Ada Lovelace Institute urges caution over AI scribe use in social care

The Ada Lovelace Institute has warned that the rapid rollout of AI transcription tools in social care risks outpacing safeguards, with local authorities prioritising efficiency savings over evidence of impact on vulnerable people.
In a new report, Scribe and prejudice? Exploring the use of AI transcription tools in social care, the institute examines how generative AI-powered tools are being deployed across 17 local authorities in England and Scotland. Based on 39 interviews with frontline social workers and senior managers, the research finds widespread adoption driven by financial pressures, staff shortages and administrative burdens.
AI transcription tools – sometimes described as “ambient scribes” – use automated speech recognition and large language models to record, transcribe and summarise conversations.

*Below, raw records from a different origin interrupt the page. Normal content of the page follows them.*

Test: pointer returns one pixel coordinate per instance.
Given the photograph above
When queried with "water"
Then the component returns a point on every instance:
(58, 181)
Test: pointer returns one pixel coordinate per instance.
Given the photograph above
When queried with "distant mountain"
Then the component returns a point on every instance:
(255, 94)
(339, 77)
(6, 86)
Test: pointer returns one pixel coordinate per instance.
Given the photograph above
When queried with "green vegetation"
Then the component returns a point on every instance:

In social care, they are being used to draft statutory assessments, case notes and care plans. One tool was already in active use by 85 local authorities in early 2025.

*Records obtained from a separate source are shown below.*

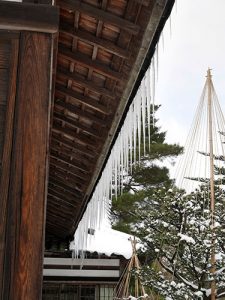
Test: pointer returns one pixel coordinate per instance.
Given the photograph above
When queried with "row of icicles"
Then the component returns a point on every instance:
(125, 152)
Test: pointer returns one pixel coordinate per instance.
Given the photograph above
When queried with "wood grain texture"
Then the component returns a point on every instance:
(6, 128)
(28, 16)
(100, 15)
(29, 167)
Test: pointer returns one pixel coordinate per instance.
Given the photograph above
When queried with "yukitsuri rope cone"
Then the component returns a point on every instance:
(130, 286)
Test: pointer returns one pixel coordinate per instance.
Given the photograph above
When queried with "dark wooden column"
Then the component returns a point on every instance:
(26, 153)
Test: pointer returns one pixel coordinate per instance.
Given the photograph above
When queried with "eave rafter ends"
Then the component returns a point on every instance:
(100, 15)
(100, 54)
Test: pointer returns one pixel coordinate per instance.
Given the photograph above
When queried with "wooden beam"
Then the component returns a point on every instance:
(72, 170)
(79, 125)
(74, 145)
(79, 136)
(100, 14)
(87, 62)
(55, 170)
(65, 185)
(28, 176)
(94, 40)
(61, 209)
(60, 201)
(69, 180)
(81, 273)
(5, 160)
(86, 100)
(51, 261)
(79, 112)
(28, 16)
(74, 163)
(60, 193)
(84, 82)
(71, 153)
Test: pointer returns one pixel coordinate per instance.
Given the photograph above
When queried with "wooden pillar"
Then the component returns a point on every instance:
(26, 160)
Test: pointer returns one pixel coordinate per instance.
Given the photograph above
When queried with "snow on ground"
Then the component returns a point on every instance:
(108, 241)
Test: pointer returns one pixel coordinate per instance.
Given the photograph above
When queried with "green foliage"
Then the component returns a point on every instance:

The institute found that most local authority evaluations focus heavily on productivity metrics, such as time saved on paperwork or increased case throughput. While many social workers reported meaningful reductions in administrative workload, the report cautions that efficiency gains are being measured more consistently than impacts on care quality, professional judgement or service users’ experiences.
Researchers identified risks including hallucinated or inaccurate content entering statutory care records, inconsistent “human in the loop” oversight, and the potential for bias in transcription affecting people with underrepresented accents or speech patterns. Social workers remain legally accountable for records, creating new professional liabilities where AI-generated errors are not detected.

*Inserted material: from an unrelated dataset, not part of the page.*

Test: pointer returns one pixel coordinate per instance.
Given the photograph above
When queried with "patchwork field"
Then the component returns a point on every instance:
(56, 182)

Governance arrangements also vary widely. Some local authorities have limited use of AI transcription in high-stakes statutory processes, while others have proceeded with broader deployment. The report highlights inconsistent guidance from regulators and a lack of consensus on boundaries for use.
To address these gaps, the institute has urged the UK government to mandate reporting of AI transcription use through the Algorithmic Transparency Reporting Standard and to extend coordinated pilots across multiple public sector contexts . It also recommends establishing a “What Works Centre for AI in Public Services” to build a stronger evidence base and support independent evaluation .
Further proposals include clearer professional guidance for statutory proceedings, collaboration with regulators, and ring-fenced funding for research on systemic impacts.